Aided-college teachers in Chandigarh can work beyond 60 for now
HC order comes on a clutch of appeals filed by some teachers against a single-judge order passed in December last year
A Punjab and Haryana high court division bench has directed that the teachers at Chandigarh’s private-aided colleges will be allowed to work beyond 60 as an interim measure.
The interim directions were issued by the bench of justice MS Ramachandra Rao and justice Sukhvinder Kaur, while hearing a clutch of appeals filed by some teachers against a single-judge order.
On December 23, an HC single-judge bench had dismissed a plea from a college teacher, observing that the University Grants Commission (UGC) order about retirement of college faculty at 65 years was not applicable to teachers working in private-aided colleges in the city. The teachers are retiring at 60 as of now.

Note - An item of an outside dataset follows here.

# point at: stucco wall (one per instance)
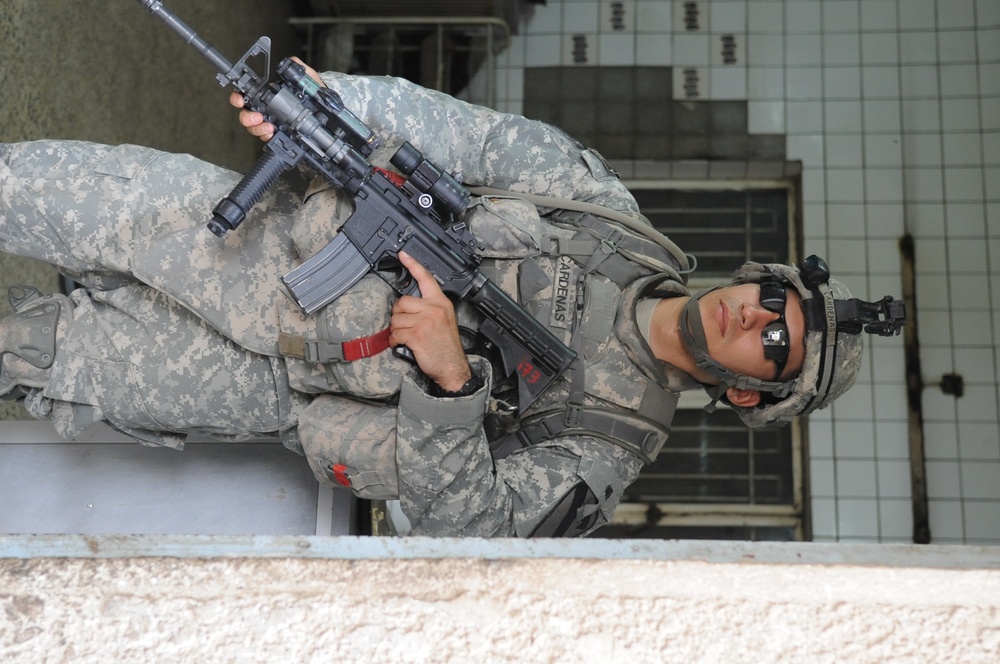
(316, 599)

The single-judge bench order came on the plea by Gurmej Singh, an associate professor with Sri Guru Gobind Singh College, Sector 26, a private but government-aided college, who had approached the high court challenging the administration’s December 2022 order, which says aided-college faculty will retire at the age fixed by Punjab government, which is 60 and not 65.
The petitioner argued that on March 29, 2022, a notification by the Centre brought employees of Chandigarh under the service conditions of Centre. The notification covered employees of technical universities, institutions governed by AICTE, higher educational university and institutions governed by UGC. By virtue of this notification, the retirement age of faculty governed by UGC rules had been increased from 60 to 65 years. Hence, aided-college faculty were also covered and should be allowed to continue to work till 65.
After the single-judge bench dismissed the plea, Gurmej, along with some other teachers, filed an appeal against the order. The May 24 interim order came on these petitions.
The court observed that it was unfortunate that despite sufficient time having been granted to the UT and the Centre to file replies, they have chosen not to do so, though they are fully aware that at the end of every month some of the teachers, who are parties, will be retiring.
The court further said there was a condition in the appointment letters that Panjab University regulations will govern their conditions of service. Then how could the UT administration say that Punjab government civil service rules will apply to them.
There is no satisfactory answer for this inconsistent stand of the UT administration, it added. It also took note of the argument that even as PU syndicate had recommended in 2011 that varsity teachers’ retirement age be increased to 65, the Centre had not acted so far.
The court further noted that the issue of increasing retirement age of PU teachers was pending in high court and they were being allowed to work till the age of 65 as an interim measure.
“When PU teachers are allowed to continue up to 65 years, we fail to see prima facie why teachers of private-aided colleges, affiliated to the same university to which according to the respondents the same regulations apply, should not get the same benefit,” it said, ordering that till further orders, teachers party to these cases who have not yet crossed 60 years of age be allowed to continue till the age of 65. The case will now be taken up on August 31.